In 2004, Graham was attending a sports and business networking event and met Jesse Abercrombie, a Dallas-based financial adviser with Edward Jones Investments. “When I met with Camille, her primary goals were wealth accumulation, paying down student loans, estate planning, and making sure that her investments were creditor-protected,” says Abercrombie. “Her investments were scattered in different accounts, so the first focus was to consolidate her assets so she could lower the fees associated with the $200,000 in variable annuities that she had at the time. Also, she had $23,000 in a 403(b) from her hospital job that we discussed rolling over into an IRA.”

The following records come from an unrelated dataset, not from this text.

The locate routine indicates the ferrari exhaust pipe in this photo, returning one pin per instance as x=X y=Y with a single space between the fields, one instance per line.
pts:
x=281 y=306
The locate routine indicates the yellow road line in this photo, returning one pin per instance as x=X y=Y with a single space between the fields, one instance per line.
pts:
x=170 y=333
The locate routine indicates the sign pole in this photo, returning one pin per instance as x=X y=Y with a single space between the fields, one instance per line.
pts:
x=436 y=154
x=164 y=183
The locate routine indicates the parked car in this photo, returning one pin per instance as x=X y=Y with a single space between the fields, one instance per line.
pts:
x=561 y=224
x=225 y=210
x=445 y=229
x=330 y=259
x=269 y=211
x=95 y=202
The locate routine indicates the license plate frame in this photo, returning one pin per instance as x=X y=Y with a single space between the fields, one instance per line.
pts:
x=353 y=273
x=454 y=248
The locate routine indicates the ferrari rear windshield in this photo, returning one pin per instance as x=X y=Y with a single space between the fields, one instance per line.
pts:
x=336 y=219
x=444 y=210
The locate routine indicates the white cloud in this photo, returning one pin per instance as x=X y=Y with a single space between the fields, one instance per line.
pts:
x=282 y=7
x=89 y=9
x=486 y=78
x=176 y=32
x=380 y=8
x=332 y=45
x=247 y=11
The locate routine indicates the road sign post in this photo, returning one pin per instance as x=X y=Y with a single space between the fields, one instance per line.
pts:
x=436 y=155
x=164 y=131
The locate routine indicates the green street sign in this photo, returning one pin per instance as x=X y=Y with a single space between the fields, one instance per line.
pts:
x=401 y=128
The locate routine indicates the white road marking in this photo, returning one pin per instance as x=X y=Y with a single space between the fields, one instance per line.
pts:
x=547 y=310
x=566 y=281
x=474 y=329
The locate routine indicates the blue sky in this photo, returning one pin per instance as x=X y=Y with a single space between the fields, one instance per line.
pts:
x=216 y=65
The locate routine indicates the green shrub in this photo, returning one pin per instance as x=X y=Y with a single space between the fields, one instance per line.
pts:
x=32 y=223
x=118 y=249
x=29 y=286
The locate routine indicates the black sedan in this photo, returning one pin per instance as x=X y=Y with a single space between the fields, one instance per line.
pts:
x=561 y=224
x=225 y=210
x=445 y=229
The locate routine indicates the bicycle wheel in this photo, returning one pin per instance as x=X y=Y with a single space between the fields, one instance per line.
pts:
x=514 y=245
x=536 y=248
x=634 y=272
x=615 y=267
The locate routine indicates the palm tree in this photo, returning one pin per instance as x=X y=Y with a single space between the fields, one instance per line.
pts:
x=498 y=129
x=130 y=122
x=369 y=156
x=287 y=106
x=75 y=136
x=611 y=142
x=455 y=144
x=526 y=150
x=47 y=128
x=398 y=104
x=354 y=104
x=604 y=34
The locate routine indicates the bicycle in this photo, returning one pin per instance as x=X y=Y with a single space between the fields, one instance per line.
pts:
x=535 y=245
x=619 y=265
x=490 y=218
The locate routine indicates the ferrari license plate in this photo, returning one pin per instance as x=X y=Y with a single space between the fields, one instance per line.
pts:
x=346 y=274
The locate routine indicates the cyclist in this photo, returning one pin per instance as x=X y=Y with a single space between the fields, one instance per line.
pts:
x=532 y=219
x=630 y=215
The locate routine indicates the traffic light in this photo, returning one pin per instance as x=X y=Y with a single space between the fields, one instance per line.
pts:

Abercrombie says professions in medicine and law are magnets for lawsuits, so ensuring that Graham’s assets were creditor-protected was a top priority. “As a doctor, she runs the risk of being sued, so most of her portfolio is comprised of variable annuities, which protect her in case of litigation,” says Abercrombie.
After working with Abercrombie for a year, Graham’s initial investment of $300,000 earned a 9% return. Abercrombie used an asset allocation model of 30% dividend-paying stocks and mutual funds, 47% growth stocks, 7% aggressive growth, 14% income-generating investments such as bonds ($47,000 of which is invested in JP Morgan tax-free bonds that generate tax-free funds at retirement), and 2% cash. Graham allocates $2,000 per month to her variable annuities, which Abercrombie says “will yield $6.2 million at retirement if she retires at age 65.”